John Edwards says "Decriminalizing Marijuana will set a bad example for kids". What about banging some lady you met on the street 4 hours ago while your wife is battling cancer? What does that say to kids?
John Mccain told someone battling Muscular Distrophy that he thinks Medical Marijuana is a bad idea. He doesn't mind that his wife advertises her crappy beer to the world during the olympics though. Thats a much better way to influence kids right? You would also think he would be a little more sympathetic considering his wife's previous history with prescription narcotics and theft of a charity. Hundreds of thousands die on prescription and OTC drugs. Marijuana has no lethal dose. Why can't I choose what I put in MY body. Why are politicians making health decisions for everyone?  
I can understand all of the above though. They profit off the current model while we pay for it. What I can't understand is why we keep voting for these parasitic hypocrites. 
Sun, 06/19/2011 - 8:16pm Permalink
Blair Sadewitz (not verified)

People have the right to drugs, period.  No one should need a prescription for ANYTHING.  People should go to doctors because they want to, not because they have to.  Is it illegal for me to fix my car myself?  Then why can't I purchase medications myself?  I support everyone's right to marijuana--and any other drug.  The real problem here is the pharmaceutical cartel colluding with doctors to make sure that it is impossible for people to get drugs that there is a demand for.

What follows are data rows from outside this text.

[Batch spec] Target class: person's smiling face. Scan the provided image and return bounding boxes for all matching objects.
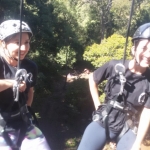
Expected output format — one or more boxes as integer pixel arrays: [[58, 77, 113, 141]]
[[134, 39, 150, 67], [6, 33, 30, 60]]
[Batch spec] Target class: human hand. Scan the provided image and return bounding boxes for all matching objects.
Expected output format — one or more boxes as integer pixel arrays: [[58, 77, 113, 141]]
[[19, 81, 26, 92], [131, 143, 141, 150]]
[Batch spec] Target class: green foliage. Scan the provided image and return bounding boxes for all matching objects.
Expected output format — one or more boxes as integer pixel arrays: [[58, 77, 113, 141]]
[[55, 46, 76, 68], [83, 34, 131, 67]]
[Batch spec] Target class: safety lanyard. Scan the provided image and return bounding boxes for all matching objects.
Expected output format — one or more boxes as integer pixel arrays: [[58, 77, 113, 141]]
[[115, 0, 134, 95]]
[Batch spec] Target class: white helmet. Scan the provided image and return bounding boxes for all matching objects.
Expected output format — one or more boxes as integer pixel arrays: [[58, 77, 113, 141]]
[[0, 20, 33, 40]]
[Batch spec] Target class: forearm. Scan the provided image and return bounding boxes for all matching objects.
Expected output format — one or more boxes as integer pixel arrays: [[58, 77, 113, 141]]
[[27, 87, 34, 106], [0, 79, 15, 92], [89, 73, 100, 109], [135, 108, 150, 146]]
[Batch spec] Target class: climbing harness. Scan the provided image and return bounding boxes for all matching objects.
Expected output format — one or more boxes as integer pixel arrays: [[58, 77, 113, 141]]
[[93, 0, 137, 141], [0, 0, 38, 150]]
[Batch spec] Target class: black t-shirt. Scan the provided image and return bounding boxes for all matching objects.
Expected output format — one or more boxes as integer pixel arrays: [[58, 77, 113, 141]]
[[0, 56, 37, 112], [93, 60, 150, 132]]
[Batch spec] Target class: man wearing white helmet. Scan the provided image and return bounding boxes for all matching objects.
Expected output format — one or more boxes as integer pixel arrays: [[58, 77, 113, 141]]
[[0, 20, 50, 150]]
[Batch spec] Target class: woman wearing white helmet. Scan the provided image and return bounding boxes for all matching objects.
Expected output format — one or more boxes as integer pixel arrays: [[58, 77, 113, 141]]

How about we decriminalize drugs and put the money we spend housing non-violent drug offenders into social programs instead?  Derp!@#$!@##@!


The combined death toll from alcohol and tobacco eclipses that of all other illcit drugs combined many times over.  This has nothing to do with anything except who's getting the money.  If you think otherwise, you haven't done your homework.

t's time we take back OUR RIGHT TO DRUGS.  The strongest argument for restriction of any drug is perhaps the restriction of antibiotics, because overuse of antibiotics can result in a public health crisis.  But doctors have no problems prescribing and overprescribing antiobotics.  The mind boggles.  Please, people, please, I urge you: wake up!

Sun, 06/19/2011 - 9:59pm Permalink (not verified)


We have the same problem in Michigan, except that we were allowed to implement our program before the powers that be were able to start trying to undermine it.  We have a wonderful local zoning ordinance that a citizen's group put together in our small Northwest Michigan community, but our city attorney is colluding with other municipal lawyers to draft a letter asking for "guidance" from our US Attorney in Michigan on dispensaries and other aspects of the law.  This is just like Christi who is thinking more about the future of their careers than the will of the people.  We have told them time and time again that we already know what the federal gov is going to say, and that we in no uncertain terms don't care either.  We passed it in our small town to make it the lowest law enforcement priority by the same margin that we passed in later at the state level.  We did this because we don't care what the feds think.  The problem is the same all over.  A bunch of conservatives that claim they favor state's rights turn and cry for leadership from the Great Father in Washington on a "moral issue" when the voters declare that they want access to their medicine.  In Michigan we are being told by our Republican leaders that we were "duped" at the ballot box.  Well, since we elected Republican majorities in the House, Senate and Governorship, and they are now trying to override our votes with federal assistance, then perhaps were were "duped" into voting for them too.